I return. Although I am not sure where I went.
I am emerging from one of those periods of time when life turns in on itself. I don’t remember exactly when it began but I know it started with tiny explosions. At first just a few – maybe once a week. A mini-grenade would detonate – illness, arguments, drama. Life would become derailed and I would lose focus.
Then one day I realized I was constantly tiptoeing through a minefield. I felt like a wild animal – eyes wide, muscles tense – ready to jump, run , flee. What happened? How did it happen? I thought I was paying attention. How did everything unravel when I was holding the yarn so lovingly in my hands? How did a life I cared for so deeply and tenderly fall into pieces on the ground?
Because it had to be broken to be set right.
In the past six months everything came down around my feet … and I mean everything: I became pregnant, I had a miscarriage, left my marriage, sold my home, moved, had my heart broken …

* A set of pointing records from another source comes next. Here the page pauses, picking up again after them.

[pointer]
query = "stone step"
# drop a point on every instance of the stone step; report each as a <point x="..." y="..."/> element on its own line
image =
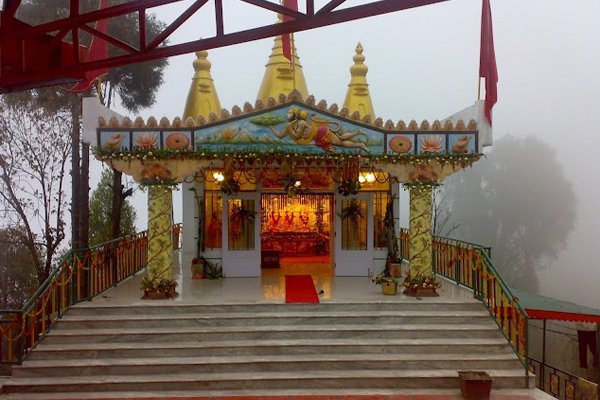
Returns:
<point x="70" y="322"/>
<point x="201" y="365"/>
<point x="305" y="393"/>
<point x="307" y="332"/>
<point x="67" y="351"/>
<point x="167" y="307"/>
<point x="317" y="379"/>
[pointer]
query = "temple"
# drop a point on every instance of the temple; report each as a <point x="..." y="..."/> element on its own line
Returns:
<point x="289" y="176"/>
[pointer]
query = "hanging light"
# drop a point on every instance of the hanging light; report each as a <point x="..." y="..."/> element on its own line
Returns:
<point x="219" y="177"/>
<point x="368" y="177"/>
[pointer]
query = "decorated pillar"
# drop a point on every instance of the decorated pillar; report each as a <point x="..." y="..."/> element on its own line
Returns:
<point x="421" y="281"/>
<point x="420" y="238"/>
<point x="159" y="272"/>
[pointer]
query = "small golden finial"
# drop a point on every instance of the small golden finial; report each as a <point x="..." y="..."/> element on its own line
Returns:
<point x="202" y="97"/>
<point x="201" y="62"/>
<point x="358" y="98"/>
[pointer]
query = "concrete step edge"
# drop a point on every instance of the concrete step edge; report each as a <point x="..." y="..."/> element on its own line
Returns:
<point x="375" y="357"/>
<point x="255" y="376"/>
<point x="275" y="328"/>
<point x="208" y="316"/>
<point x="282" y="342"/>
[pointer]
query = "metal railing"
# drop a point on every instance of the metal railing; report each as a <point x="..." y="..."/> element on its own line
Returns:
<point x="81" y="275"/>
<point x="470" y="265"/>
<point x="554" y="381"/>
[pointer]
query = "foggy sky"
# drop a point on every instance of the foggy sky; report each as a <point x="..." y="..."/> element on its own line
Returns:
<point x="423" y="64"/>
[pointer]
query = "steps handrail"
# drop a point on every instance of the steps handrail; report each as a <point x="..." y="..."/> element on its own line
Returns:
<point x="470" y="265"/>
<point x="80" y="275"/>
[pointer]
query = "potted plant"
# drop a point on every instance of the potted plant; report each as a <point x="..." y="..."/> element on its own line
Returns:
<point x="389" y="284"/>
<point x="393" y="262"/>
<point x="420" y="285"/>
<point x="198" y="268"/>
<point x="158" y="288"/>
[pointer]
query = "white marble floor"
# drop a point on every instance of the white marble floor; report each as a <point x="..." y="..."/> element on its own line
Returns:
<point x="269" y="288"/>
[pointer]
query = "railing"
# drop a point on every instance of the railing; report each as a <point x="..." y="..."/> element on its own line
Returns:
<point x="80" y="276"/>
<point x="554" y="381"/>
<point x="470" y="265"/>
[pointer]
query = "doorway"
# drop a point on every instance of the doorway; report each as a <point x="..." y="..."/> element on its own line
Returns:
<point x="297" y="234"/>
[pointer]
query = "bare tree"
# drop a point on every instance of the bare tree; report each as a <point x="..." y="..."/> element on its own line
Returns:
<point x="17" y="275"/>
<point x="34" y="150"/>
<point x="518" y="201"/>
<point x="442" y="222"/>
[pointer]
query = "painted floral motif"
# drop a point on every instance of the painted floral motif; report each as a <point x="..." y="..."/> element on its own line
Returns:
<point x="431" y="144"/>
<point x="146" y="140"/>
<point x="461" y="145"/>
<point x="177" y="141"/>
<point x="114" y="142"/>
<point x="400" y="144"/>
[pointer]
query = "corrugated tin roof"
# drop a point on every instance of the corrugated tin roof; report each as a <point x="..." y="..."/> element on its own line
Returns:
<point x="542" y="307"/>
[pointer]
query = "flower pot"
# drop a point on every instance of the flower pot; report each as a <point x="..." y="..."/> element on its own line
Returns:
<point x="395" y="270"/>
<point x="160" y="294"/>
<point x="389" y="288"/>
<point x="475" y="385"/>
<point x="421" y="292"/>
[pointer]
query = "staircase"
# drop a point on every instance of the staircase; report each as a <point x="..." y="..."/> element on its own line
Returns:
<point x="166" y="348"/>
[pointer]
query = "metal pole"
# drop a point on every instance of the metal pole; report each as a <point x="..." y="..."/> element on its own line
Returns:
<point x="542" y="367"/>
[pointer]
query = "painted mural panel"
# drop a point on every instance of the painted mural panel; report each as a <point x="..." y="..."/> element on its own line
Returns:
<point x="177" y="140"/>
<point x="430" y="144"/>
<point x="462" y="143"/>
<point x="401" y="144"/>
<point x="290" y="129"/>
<point x="146" y="140"/>
<point x="114" y="140"/>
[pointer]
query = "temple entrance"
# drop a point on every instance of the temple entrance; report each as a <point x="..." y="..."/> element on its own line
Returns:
<point x="297" y="233"/>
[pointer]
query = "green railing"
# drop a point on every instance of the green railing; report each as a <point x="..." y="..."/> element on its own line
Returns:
<point x="80" y="276"/>
<point x="470" y="265"/>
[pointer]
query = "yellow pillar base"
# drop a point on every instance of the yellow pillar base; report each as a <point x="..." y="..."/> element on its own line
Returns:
<point x="420" y="238"/>
<point x="160" y="247"/>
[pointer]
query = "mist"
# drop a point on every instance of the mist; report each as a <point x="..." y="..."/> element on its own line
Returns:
<point x="423" y="64"/>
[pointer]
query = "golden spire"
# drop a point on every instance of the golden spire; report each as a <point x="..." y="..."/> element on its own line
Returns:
<point x="202" y="97"/>
<point x="357" y="96"/>
<point x="282" y="76"/>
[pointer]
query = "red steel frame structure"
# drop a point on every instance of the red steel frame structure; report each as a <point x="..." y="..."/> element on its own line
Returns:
<point x="35" y="56"/>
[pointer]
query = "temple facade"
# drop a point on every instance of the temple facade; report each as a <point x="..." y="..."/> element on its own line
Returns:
<point x="288" y="175"/>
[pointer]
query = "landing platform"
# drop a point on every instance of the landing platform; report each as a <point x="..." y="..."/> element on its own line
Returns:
<point x="269" y="288"/>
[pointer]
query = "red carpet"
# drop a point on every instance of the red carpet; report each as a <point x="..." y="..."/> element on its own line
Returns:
<point x="334" y="397"/>
<point x="300" y="289"/>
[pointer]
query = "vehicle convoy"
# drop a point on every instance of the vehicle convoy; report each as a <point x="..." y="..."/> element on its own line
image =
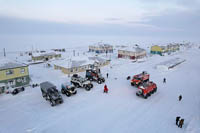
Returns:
<point x="68" y="89"/>
<point x="81" y="82"/>
<point x="50" y="93"/>
<point x="140" y="78"/>
<point x="146" y="89"/>
<point x="95" y="75"/>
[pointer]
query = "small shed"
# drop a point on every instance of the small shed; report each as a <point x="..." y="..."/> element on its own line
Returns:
<point x="131" y="53"/>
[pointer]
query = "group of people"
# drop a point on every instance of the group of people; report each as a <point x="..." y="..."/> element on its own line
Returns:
<point x="105" y="86"/>
<point x="179" y="121"/>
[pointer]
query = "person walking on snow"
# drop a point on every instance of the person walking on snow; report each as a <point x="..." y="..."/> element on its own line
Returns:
<point x="105" y="89"/>
<point x="180" y="98"/>
<point x="164" y="80"/>
<point x="177" y="120"/>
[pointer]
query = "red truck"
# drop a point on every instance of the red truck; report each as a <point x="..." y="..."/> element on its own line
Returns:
<point x="140" y="78"/>
<point x="146" y="89"/>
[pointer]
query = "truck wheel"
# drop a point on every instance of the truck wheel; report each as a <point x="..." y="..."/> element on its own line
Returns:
<point x="68" y="94"/>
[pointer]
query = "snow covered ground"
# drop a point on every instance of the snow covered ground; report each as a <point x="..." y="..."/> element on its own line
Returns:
<point x="119" y="111"/>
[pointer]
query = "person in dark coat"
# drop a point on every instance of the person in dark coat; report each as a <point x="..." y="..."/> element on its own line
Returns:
<point x="180" y="98"/>
<point x="181" y="123"/>
<point x="107" y="75"/>
<point x="177" y="120"/>
<point x="164" y="80"/>
<point x="105" y="89"/>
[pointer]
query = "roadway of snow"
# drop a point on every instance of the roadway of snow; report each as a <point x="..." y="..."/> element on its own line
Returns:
<point x="119" y="111"/>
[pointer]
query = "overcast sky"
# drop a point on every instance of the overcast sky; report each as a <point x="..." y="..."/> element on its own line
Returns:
<point x="170" y="19"/>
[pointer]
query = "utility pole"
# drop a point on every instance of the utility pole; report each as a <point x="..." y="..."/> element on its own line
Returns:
<point x="74" y="52"/>
<point x="4" y="51"/>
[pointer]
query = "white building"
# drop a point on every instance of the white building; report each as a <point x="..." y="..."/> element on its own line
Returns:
<point x="131" y="53"/>
<point x="101" y="48"/>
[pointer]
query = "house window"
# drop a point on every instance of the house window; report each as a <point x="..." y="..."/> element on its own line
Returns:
<point x="9" y="72"/>
<point x="22" y="70"/>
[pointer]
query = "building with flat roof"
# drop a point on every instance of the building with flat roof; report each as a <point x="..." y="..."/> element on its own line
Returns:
<point x="13" y="73"/>
<point x="101" y="48"/>
<point x="131" y="53"/>
<point x="45" y="56"/>
<point x="77" y="64"/>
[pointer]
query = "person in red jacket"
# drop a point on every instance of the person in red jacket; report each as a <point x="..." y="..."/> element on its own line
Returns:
<point x="105" y="89"/>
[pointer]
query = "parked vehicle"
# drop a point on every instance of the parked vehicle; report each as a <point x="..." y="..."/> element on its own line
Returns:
<point x="2" y="87"/>
<point x="50" y="93"/>
<point x="17" y="90"/>
<point x="146" y="89"/>
<point x="81" y="82"/>
<point x="68" y="89"/>
<point x="95" y="75"/>
<point x="140" y="78"/>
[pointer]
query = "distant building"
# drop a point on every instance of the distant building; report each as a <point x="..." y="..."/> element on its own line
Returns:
<point x="101" y="48"/>
<point x="13" y="74"/>
<point x="131" y="53"/>
<point x="76" y="65"/>
<point x="45" y="56"/>
<point x="161" y="50"/>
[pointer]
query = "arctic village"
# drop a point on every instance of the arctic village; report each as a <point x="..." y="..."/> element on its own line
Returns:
<point x="101" y="88"/>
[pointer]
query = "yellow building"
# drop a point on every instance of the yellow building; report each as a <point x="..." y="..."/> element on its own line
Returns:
<point x="159" y="50"/>
<point x="101" y="48"/>
<point x="45" y="56"/>
<point x="13" y="74"/>
<point x="164" y="49"/>
<point x="131" y="53"/>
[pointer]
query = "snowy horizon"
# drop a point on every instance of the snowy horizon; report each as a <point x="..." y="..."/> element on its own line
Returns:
<point x="86" y="22"/>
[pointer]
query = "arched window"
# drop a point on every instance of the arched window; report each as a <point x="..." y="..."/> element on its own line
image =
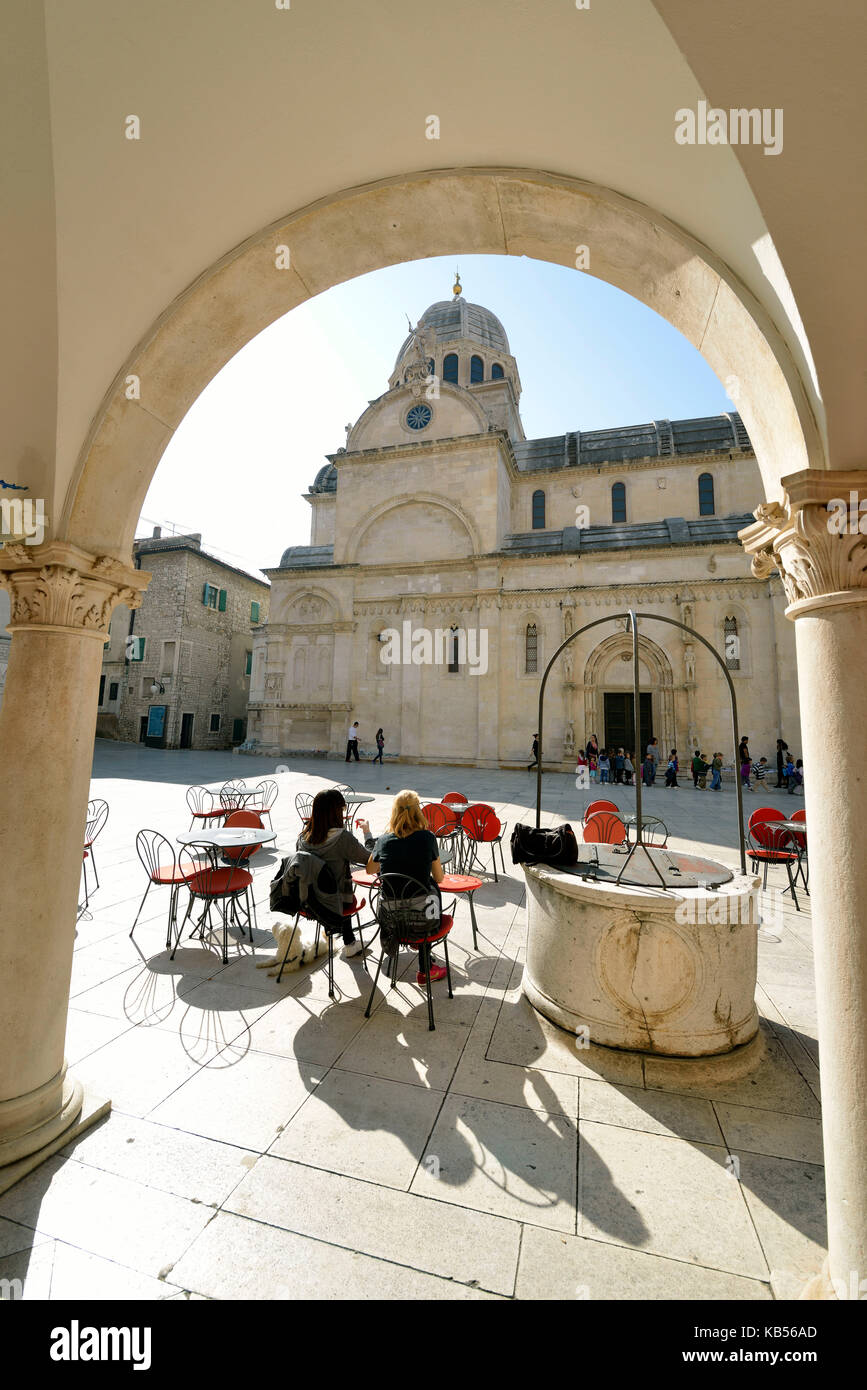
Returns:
<point x="706" y="503"/>
<point x="453" y="651"/>
<point x="531" y="649"/>
<point x="732" y="644"/>
<point x="618" y="502"/>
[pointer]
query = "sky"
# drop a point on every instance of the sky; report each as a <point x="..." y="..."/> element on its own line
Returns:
<point x="589" y="357"/>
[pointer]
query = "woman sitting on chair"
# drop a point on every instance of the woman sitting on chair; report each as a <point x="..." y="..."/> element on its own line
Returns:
<point x="325" y="837"/>
<point x="409" y="848"/>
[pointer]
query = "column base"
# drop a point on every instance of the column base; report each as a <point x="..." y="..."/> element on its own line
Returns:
<point x="78" y="1115"/>
<point x="820" y="1287"/>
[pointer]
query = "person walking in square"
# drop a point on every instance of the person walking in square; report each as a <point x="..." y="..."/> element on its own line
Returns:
<point x="781" y="751"/>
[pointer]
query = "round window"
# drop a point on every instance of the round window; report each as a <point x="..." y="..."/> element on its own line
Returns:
<point x="418" y="417"/>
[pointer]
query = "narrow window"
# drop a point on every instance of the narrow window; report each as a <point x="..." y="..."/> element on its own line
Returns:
<point x="732" y="644"/>
<point x="531" y="649"/>
<point x="706" y="502"/>
<point x="453" y="652"/>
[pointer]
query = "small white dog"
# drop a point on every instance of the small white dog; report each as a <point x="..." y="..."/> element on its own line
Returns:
<point x="302" y="950"/>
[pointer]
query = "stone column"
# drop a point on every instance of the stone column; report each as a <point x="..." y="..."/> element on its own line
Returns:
<point x="61" y="602"/>
<point x="821" y="556"/>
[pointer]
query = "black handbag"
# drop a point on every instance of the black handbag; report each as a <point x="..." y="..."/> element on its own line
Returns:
<point x="543" y="847"/>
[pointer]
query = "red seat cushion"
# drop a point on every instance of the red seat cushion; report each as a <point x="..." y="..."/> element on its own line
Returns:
<point x="216" y="883"/>
<point x="443" y="929"/>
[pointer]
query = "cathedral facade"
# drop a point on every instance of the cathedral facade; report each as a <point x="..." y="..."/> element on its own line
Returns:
<point x="450" y="556"/>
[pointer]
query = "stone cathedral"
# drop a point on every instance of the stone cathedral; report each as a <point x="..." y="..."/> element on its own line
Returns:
<point x="449" y="556"/>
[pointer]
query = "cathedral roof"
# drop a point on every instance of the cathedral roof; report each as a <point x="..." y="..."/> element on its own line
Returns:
<point x="453" y="319"/>
<point x="659" y="439"/>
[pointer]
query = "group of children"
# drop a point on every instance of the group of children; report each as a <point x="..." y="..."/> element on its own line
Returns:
<point x="606" y="766"/>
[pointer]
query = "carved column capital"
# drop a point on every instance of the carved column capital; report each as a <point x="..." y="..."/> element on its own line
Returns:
<point x="814" y="540"/>
<point x="60" y="588"/>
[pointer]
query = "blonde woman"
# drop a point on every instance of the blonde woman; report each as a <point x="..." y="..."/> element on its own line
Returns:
<point x="409" y="848"/>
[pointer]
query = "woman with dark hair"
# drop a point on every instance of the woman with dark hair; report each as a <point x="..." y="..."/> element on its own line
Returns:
<point x="327" y="837"/>
<point x="409" y="848"/>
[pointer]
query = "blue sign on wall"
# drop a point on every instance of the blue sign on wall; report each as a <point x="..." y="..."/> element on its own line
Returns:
<point x="156" y="720"/>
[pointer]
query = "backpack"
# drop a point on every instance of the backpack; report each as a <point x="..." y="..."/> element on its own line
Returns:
<point x="543" y="847"/>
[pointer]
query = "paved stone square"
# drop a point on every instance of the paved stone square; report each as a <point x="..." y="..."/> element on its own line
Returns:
<point x="266" y="1141"/>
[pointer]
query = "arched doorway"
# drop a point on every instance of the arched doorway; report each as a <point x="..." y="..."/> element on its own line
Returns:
<point x="609" y="708"/>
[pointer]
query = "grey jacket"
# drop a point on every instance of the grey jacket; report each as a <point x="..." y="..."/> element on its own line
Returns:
<point x="306" y="868"/>
<point x="339" y="854"/>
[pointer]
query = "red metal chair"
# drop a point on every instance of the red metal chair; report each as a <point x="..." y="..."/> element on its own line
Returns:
<point x="443" y="823"/>
<point x="605" y="829"/>
<point x="214" y="887"/>
<point x="161" y="868"/>
<point x="770" y="844"/>
<point x="200" y="802"/>
<point x="97" y="815"/>
<point x="481" y="824"/>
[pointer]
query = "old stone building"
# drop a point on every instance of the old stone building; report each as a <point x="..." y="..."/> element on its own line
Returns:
<point x="450" y="556"/>
<point x="192" y="635"/>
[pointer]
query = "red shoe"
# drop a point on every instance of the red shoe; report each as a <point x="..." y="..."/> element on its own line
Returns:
<point x="438" y="972"/>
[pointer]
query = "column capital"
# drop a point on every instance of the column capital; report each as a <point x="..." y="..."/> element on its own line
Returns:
<point x="816" y="538"/>
<point x="59" y="588"/>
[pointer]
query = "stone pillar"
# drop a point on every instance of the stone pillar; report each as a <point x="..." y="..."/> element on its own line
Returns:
<point x="821" y="558"/>
<point x="61" y="602"/>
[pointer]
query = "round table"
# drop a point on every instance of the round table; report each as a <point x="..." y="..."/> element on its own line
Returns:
<point x="463" y="883"/>
<point x="236" y="837"/>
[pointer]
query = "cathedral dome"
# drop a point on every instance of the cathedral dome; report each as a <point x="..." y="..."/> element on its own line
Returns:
<point x="450" y="320"/>
<point x="325" y="480"/>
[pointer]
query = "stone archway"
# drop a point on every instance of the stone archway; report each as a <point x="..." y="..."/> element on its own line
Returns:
<point x="434" y="213"/>
<point x="602" y="672"/>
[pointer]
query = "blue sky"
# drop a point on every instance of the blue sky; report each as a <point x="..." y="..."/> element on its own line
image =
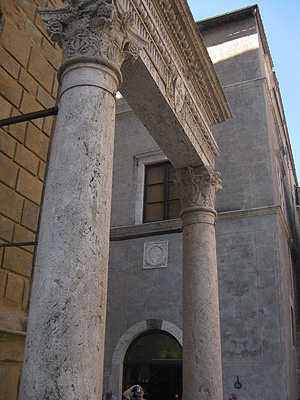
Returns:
<point x="281" y="20"/>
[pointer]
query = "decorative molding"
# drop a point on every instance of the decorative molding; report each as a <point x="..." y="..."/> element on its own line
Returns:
<point x="176" y="53"/>
<point x="93" y="30"/>
<point x="155" y="255"/>
<point x="197" y="187"/>
<point x="145" y="230"/>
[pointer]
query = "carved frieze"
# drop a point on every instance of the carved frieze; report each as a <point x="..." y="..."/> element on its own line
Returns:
<point x="197" y="187"/>
<point x="94" y="30"/>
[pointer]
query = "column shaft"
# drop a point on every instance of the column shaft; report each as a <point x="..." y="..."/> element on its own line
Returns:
<point x="202" y="369"/>
<point x="65" y="338"/>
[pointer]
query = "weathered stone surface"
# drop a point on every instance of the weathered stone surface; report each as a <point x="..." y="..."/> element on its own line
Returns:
<point x="200" y="300"/>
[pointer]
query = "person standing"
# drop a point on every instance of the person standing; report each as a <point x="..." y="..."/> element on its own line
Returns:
<point x="138" y="392"/>
<point x="109" y="396"/>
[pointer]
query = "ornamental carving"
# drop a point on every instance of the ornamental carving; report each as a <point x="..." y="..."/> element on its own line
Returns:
<point x="197" y="187"/>
<point x="93" y="29"/>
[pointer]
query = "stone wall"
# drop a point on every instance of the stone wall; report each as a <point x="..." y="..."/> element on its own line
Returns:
<point x="28" y="68"/>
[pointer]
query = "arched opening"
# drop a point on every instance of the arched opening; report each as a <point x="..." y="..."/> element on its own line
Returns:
<point x="154" y="361"/>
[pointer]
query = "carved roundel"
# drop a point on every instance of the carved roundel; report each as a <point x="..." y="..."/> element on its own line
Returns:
<point x="179" y="94"/>
<point x="155" y="255"/>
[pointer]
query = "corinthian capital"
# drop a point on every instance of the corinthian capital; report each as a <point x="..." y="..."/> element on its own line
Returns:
<point x="93" y="30"/>
<point x="197" y="187"/>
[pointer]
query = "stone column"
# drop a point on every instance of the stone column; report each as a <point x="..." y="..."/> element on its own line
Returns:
<point x="65" y="338"/>
<point x="202" y="369"/>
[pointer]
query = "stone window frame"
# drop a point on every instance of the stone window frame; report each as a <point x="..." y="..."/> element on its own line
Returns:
<point x="154" y="156"/>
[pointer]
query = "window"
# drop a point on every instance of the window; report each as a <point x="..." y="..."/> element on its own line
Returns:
<point x="161" y="199"/>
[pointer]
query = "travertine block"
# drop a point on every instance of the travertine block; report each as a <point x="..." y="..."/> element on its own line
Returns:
<point x="41" y="69"/>
<point x="25" y="295"/>
<point x="14" y="41"/>
<point x="30" y="215"/>
<point x="29" y="186"/>
<point x="10" y="375"/>
<point x="29" y="104"/>
<point x="52" y="54"/>
<point x="18" y="260"/>
<point x="13" y="349"/>
<point x="28" y="82"/>
<point x="10" y="88"/>
<point x="42" y="170"/>
<point x="7" y="144"/>
<point x="8" y="171"/>
<point x="14" y="290"/>
<point x="26" y="159"/>
<point x="6" y="228"/>
<point x="9" y="63"/>
<point x="37" y="141"/>
<point x="44" y="98"/>
<point x="17" y="130"/>
<point x="23" y="235"/>
<point x="47" y="125"/>
<point x="11" y="203"/>
<point x="5" y="108"/>
<point x="3" y="276"/>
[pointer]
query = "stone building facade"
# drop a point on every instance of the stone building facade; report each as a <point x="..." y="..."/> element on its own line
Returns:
<point x="29" y="62"/>
<point x="257" y="230"/>
<point x="257" y="227"/>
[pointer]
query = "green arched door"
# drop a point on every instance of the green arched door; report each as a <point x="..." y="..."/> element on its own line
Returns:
<point x="154" y="361"/>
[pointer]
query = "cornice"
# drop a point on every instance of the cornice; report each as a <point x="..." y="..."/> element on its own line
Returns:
<point x="180" y="65"/>
<point x="175" y="225"/>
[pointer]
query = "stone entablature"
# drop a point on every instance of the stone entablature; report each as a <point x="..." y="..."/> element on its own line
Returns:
<point x="172" y="56"/>
<point x="178" y="61"/>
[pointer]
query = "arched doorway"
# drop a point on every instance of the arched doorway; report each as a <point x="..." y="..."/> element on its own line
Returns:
<point x="154" y="360"/>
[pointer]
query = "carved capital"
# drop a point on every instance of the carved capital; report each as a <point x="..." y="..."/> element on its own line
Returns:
<point x="93" y="30"/>
<point x="197" y="188"/>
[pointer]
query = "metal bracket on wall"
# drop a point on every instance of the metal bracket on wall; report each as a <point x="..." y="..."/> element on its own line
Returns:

And I am fine. I am exhausted and raw – but I am fine.
What have I learned?
that happiness is a choice, always
that sometimes conflict is an act of peace
that sometimes leaving is an act of love
and that things fall apart
As the wise and beautiful Pema Chodron once said,
‘the truth is that things don’t really get solved. They come together and they fall apart. Then they come together again and fall apart again. It’s just like that. The healing comes from letting there be room for all this to happen: room for grief, for relief, for misery, for joy.’
Everything moves and changes and shifts this way and that. Such is life. But can we make room for the changes to occur? We are all so afraid of things falling apart that we hold on tightly. I realized that I had to let go.
We run from change, just like we run from our death – when instead we need to be turning towards our life, the one that is standing right in front of us. Often it is uncomfortable but it is ours and that is where the beauty can be found.
What this experience has reminded me of is that underneath all of the upheaval there is a place that is steady and strong and it is within us all. I promise. But this place is subtle and quiet and we have to get very still if we are to find it.
It has been difficult for me to remain still. The pull has been so powerful, the undertow tugging at my feet. When everything around me is spinning so wildly, it is hard to trust the stillness. But I have had this voice whispering in my ear.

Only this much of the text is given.